McKay is in agreement. She says: “The strong performance by used car finance, which has increased over the past few months, reflects the demand for used cars and may also reflect a historical trend that has seen unsecured lenders tighten access to credit.
“While dealer finance underwriting has been affected by the rapidly evolving economic impact on people, most notably in ensuring acceptances are affordable, we can provide some valuable options to help dealers support their customers.
“On a broad industry basis, PCPs have become available for older cars, and, where appropriate, lenders can work with dealers to encourage them (car buyers) to consider an alternative, lower cost used car.

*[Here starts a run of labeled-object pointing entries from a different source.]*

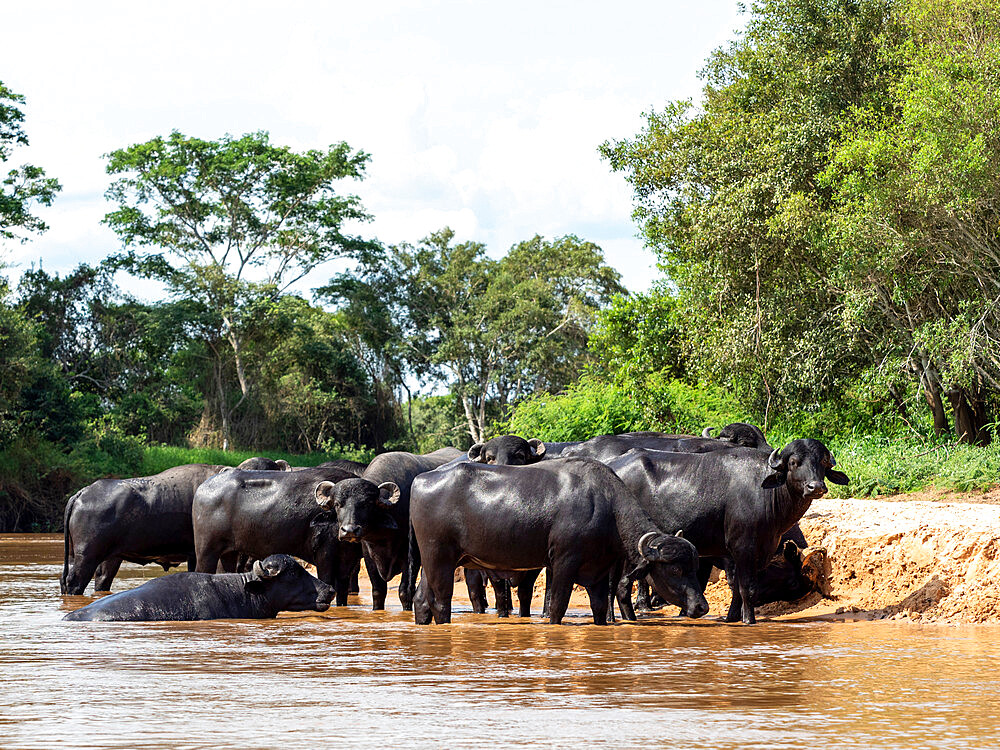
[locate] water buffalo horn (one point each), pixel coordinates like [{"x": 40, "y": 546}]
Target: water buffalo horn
[
  {"x": 643, "y": 540},
  {"x": 323, "y": 493},
  {"x": 388, "y": 494},
  {"x": 774, "y": 460},
  {"x": 537, "y": 446}
]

“We, and dealers working collaboratively, must ensure that people do not over-commit themselves financially with the outlook for high inflation continuing.”
LENDERS ‘LESS KEEN’
Trends from iVendi’s dataset of more than 450,000 transactions from its platform over the past year found that, compared with 12 months ago, vehicles being financed are 17% more expensive, interest charges are up by 22% and the total amount payable has increased 18%.
Meanwhile, the average term for motor finance applications is 3% longer and contracted mileage is down by 3%.
Darren Sinclair, chief commercial officer at iVendi, says: “There’s some interesting patterns emerging especially around finance rejections. While the percentage of customers being rejected for their first choice lender has barely changed, with a 0.1% increase, second choice rejections have climbed 3.0% and third choice 4.6%.
“What is happening here, almost certainly, is that the cost-of-living crisis and generally poor state of the economy mean that lenders are becoming less keen on approving individuals who do not meet their criteria exactly. This is understandable with a recession looming or already underway.”
Sinclair advises dealers to ensure the business’s lending panel incorporates a ‘good spread’ with ‘a wide range of risk appetites’ as well as competitive rates for consumers.
He adds: “When it comes to dealer finance, we are strongly in favour of multilender customer journeys, both online and in the showroom, as our figures show that the choice and transparency offered tends to lead to higher levels of business for all while meeting consumer needs more exactly.
“However, these offerings do need re-examining when market conditions change and this is probably one of those moments.”